Its hexdump didn't look too promising (to me, since I'm not too experienced in CTFs):


  00000000 19 b6 61 ce e9 06 46 2c d8 39 cd 87 2a d6 19 98 |..a...F,.9..*...|
  00000010 b3 5a c5 8e 5c 4b 70 e4 c6 c5 6b 06 4d 19 61 c6 |.Z..\Kp...k.M.a.|
  00000020 c5 93 06 0c 19 0a |......|
  00000026

My first hypothesis was that to get ASCII from it, I should either drop last bit or first bit of every byte. I lost a metric ton of time trying to use hex editors to do anything meaningful, and my verdict is the following:

hex editors are just interactive hex viewers.
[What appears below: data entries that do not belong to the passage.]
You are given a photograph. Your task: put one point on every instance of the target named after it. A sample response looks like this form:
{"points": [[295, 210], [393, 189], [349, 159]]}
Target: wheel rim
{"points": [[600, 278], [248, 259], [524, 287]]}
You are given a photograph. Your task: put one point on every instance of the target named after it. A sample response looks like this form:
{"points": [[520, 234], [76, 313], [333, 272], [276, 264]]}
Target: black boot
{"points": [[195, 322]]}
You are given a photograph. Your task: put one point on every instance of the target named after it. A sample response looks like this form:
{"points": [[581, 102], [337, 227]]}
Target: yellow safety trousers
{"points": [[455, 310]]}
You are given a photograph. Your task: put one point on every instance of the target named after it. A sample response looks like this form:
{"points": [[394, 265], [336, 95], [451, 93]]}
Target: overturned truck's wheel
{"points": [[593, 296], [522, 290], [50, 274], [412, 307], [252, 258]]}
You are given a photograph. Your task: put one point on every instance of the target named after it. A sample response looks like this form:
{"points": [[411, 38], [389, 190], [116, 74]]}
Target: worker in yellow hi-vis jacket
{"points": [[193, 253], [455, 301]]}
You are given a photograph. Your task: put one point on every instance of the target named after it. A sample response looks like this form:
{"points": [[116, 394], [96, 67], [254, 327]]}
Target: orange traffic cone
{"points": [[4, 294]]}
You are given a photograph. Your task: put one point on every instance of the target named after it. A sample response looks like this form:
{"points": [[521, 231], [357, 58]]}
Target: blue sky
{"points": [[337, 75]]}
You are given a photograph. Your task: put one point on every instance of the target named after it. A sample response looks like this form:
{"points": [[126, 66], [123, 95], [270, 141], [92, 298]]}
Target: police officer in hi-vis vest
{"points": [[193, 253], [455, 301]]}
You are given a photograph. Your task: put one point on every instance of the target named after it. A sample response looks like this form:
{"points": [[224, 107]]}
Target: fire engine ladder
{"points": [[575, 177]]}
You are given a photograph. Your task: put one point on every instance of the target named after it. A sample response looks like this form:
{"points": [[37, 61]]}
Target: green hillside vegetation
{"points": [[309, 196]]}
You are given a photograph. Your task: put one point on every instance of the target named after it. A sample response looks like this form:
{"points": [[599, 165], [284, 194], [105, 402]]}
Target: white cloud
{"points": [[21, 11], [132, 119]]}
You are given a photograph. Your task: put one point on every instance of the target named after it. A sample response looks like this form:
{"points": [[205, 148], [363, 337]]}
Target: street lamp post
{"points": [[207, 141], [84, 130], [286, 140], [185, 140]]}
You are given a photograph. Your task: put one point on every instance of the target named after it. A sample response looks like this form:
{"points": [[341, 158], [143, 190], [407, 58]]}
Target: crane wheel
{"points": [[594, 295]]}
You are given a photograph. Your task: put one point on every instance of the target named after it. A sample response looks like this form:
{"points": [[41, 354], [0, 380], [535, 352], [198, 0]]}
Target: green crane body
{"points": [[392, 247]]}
Furthermore, many of them were crashing during usage, causing even more rage. Sadly I didn't document the worst offenders, but I remember bless hex editor outright not launching, wxhex crashing, Gnome being just bad.

Gladly, that wasn't my first rodeo when it comes to working with binary data. I've implemented a full Bitcoin blockchain parser from scratch in 2013 and I did it... (you can guess it if you know me at all)... using BEAM languages.

So I figured I'd spin trusty Erlang virtual machine and let it do hex editting.

Anatomy of Erlang bitstrings

Erlang bitstrings are very flexible, but 99.9999999% of real world usecases will be covered by

X:BitSize syntax. Which as expression (RHS) means “take X” and span it over “BitSize” bits, and as a pattern (LHS) means “match BitSize bits to X, if X is value” or “bind BitSize bits to the X if X is identifier”.
Bys/binary syntax. Which as expression inserts bytes into a binary variable, and as a pattern is an equivalent of binding the tail of a list.
Bis/bitstring syntax. This is a somewhat overlooked syntax that does the same thing as /binary except it has a per-bit granularity instead of per-byte.
<<...>> syntax. To use three syntaxes above, you must enclose statements in double-triangle-brackets. For example Pad5 = <<0:5>>.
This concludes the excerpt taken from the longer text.